Examples of Prepared Statements
Below we present some examples of prepared statements in Java, PHP, and Perl. Here we are using the interface libraries that each language provides to communicate with different database environments (like MySQL, Oracle, etc). As you may already know, Java uses a library known as JDBC, PHP uses something called PDO (PHP Data Objects), and Perl uses something called the Perl DBI (Perl Database Interface)

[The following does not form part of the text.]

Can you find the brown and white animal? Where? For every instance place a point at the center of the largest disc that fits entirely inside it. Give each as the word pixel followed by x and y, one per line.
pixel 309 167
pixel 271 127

Example of a prepared statement in Java using JDBC:
java.sql.PreparedStatement stmt = connection.prepareStatement( "SELECT * FROM table WHERE EMAIL = ?"); /* The statement below sets "?" to an actual value that is stored in the email variable, we are also assuming that the email variable is set beforehand: */ stmt.setString(1, email); stmt.executeQuery();
Example of a prepared statement in PHP using PDO:
$stmt = $dbh->prepare("SELECT * FROM table WHERE EMAIL = ? "); /* The statement below sets "?" to an actual value that is stored in the email variable, we are also assuming that the $email variable is set beforehand: */ $stmt->execute($email);
Example of a prepared statement in Perl using Perl DBI:
my $stmt = $dbh->prepare('SELECT * FROM table WHERE EMAIL = ?'); /* The statement below sets "?" to an actual value that is stored in the email variable, we are also assuming that the email variable is set beforehand: */ $stmt->execute($email);
Looking at the examples above, you can see that even though the syntax details are different for each language, they are all fundamentally the same because they all use a “?” as a placeholder for the value that will be passed in later. And they all “prepare” the SQL first and execute later, which is of course the whole point behind prepared statements. A good way to think of a prepared statement is as a template for SQL – because of the fact that it’s not a complete SQL statement since it does not have the values it needs in the placeholder areas.
What exactly happens when SQL is “prepared”?
Prepared SQL is created by calling the respective prepare method in each language, as you can see in the examples above. The prepared SQL template is sent to the DBMS (whether it’s MySQL, DB2, or whatever) with the placeholder values (the “?”) left blank. Then, the DBMS will parse, compile, and perform query optimization on the template. After that, the DBMS will store the result, but it can not execute the result because it, of course, does not have any values to execute with since there is no data in the placeholders/parameters. The SQL is only executed once the respective execute function is called and data is passed in for the parameters.
What are the advantages of using prepared statements?
Prepared statements provide 2 primary benefits. The first is that they provide better performance. Even though a prepared statement can be executed many times, it is is compiled and optimized only once by the database engine. Because of the fact that a prepared statement does not have to be compiled and optimized each and every time the values in the query change, it offers a distinct performance advantage. But, keep in mind that not all query optimization can occur when a prepared statement is compiled. This is because the best query plan may also depend on the specific values of the parameters being passed in. The best query plan may also change over time, because of the fact that the database tables and indices also change over time.
Why are prepared statements so effective against SQL injection?
The second advantage of using prepared statements is that they are the best solution to preventing SQL injection attacks. If you are not familiar with SQL injection, it’s highly recommended that you read our article on SQL injection – every programmer should know what SQL injection is. A short, non-academic description of SQL injection is this: any time an application runs SQL based on some user input through a web form, then a hacker could potentially pass in some input with the intent of having his input run as part of your SQL, and either steal or corrupt your users’ data.
Now, back to our discussion: the reason that prepared statements help so much in preventing SQL injection is because of the fact that the values that will be inserted into a SQL query are sent to the SQL server after the actual query is sent to the server. In other words, the data input by a potential hacker is sent separately from the prepared query statement. This means that there is absolutely no way that the data input by a hacker can be interpreted as SQL, and there’s no way that the hacker could run his own SQL on your application. Any input that comes in is only interpreted as data, and can not be interpreted as part of your own application’s SQL code – which is exactly why prepared statements prevent SQL injection attacks.